Reardon received his doctorate in education in 1997 from Harvard University, and his work brings new and powerful empirical evidence to the debate about whether schools are capable of counteracting social inequalities in children’s families and neighborhoods. Working as an “educational epidemiologist,” Reardon examines patterns of academic achievement across the country. He has developed sophisticated statistical methodologies that enable him to analyze enormous data sets, some with up to 70 million individual test scores from 10 million students, to identify local and national patterns of academic achievement and achievement gaps. The methods he developed allow him to investigate the causes, patterns, trends and consequences of social and educational inequality and how educational policy affects these gaps.
In a current project, Reardon is using data from several thousand school districts to understand where racial and socioeconomic achievement gaps are smallest and what educational policies help to narrow them. In an earlier project, he assembled test score data from the past 50 years to measure the trends in racial and socioeconomic achievement gaps. This work documented, for the first time, the dramatic increase over the last four decades in the academic achievement gaps between students from high- and low-income families. This finding — coupled with the finding that racial gaps have narrowed considerably over the same time period — has received considerable attention from policy makers.
The chair was endowed by a charitable foundation directed by Angela ‘93 and David ‘90 Filo, who are committed to improving access to and success in college for low-income students. Their foundation also focuses on protecting civil liberties, environmental stewardship, public interest journalism and grassroots international efforts, especially those led by women.

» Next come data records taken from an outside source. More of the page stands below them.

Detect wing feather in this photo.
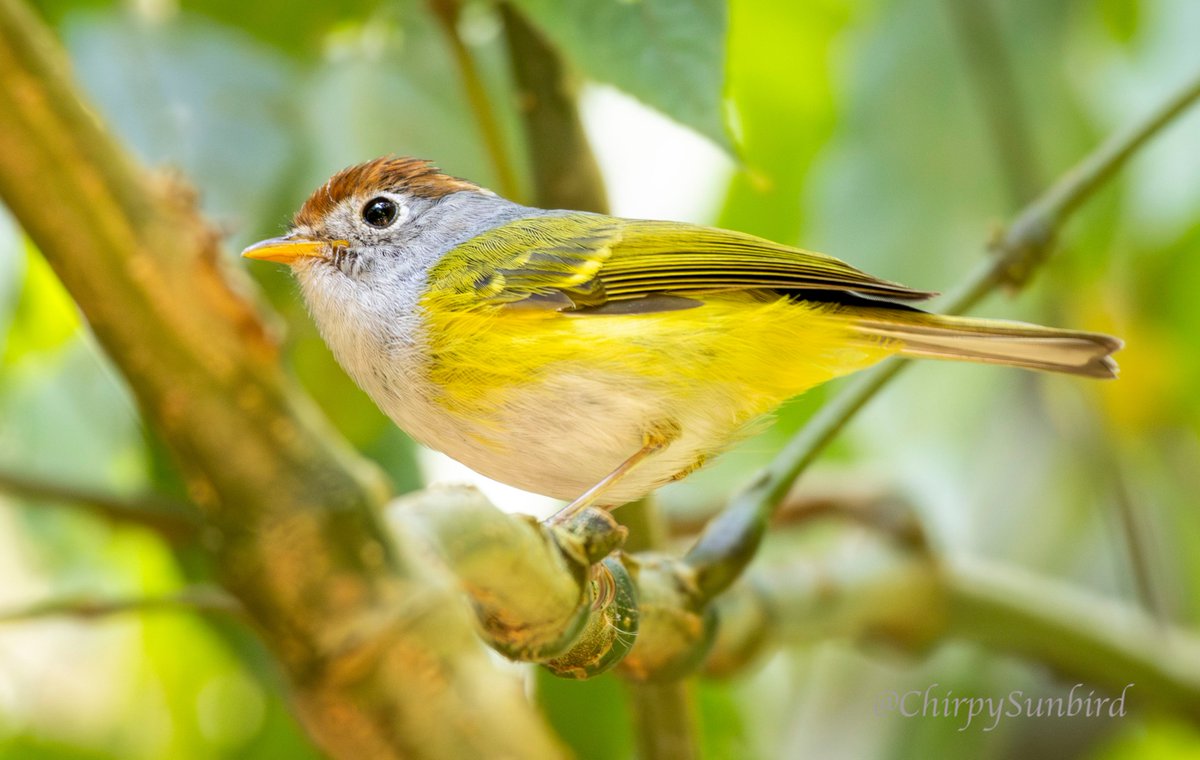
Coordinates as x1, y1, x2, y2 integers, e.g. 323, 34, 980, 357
428, 213, 934, 311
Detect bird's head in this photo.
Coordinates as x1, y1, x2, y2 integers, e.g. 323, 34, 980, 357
241, 156, 490, 280
241, 155, 522, 361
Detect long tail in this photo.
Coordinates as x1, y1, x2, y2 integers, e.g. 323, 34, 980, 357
850, 310, 1123, 379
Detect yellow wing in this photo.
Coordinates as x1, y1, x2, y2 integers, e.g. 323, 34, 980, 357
427, 213, 935, 312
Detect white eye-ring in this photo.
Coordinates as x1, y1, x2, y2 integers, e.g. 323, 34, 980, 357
360, 194, 409, 229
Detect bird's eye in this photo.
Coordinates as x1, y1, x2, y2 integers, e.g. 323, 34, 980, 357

Angela Filo, a HumBio major with a concentration in feminist studies, also holds a master’s degree in journalism from UC Berkeley. She taught photography and journalism for many years at Eastside College Preparatory School in East Palo Alto. A former member of the advisory council for the Stanford Initiative to Improve K-12 Education and her 20th reunion committee, she currently serves on the GSE advisory council. David Filo is the co-founder of Yahoo!, where he currently serves as a key technologist, directing the technical operations behind the company's global network of Web properties. He is credited with helping build Yahoo! into the world's most highly trafficked website and one of the Internet's most recognized brands.
“These professorships highlight two areas of research and practice that are priorities at the GSE. They also enable us to recognize the enormous accomplishments and contributions of these two preeminent scholars on our faculty,” said Stipek. “These gifts go a long way toward helping the GSE achieve its goals of improving equality and quality in K-12 education.”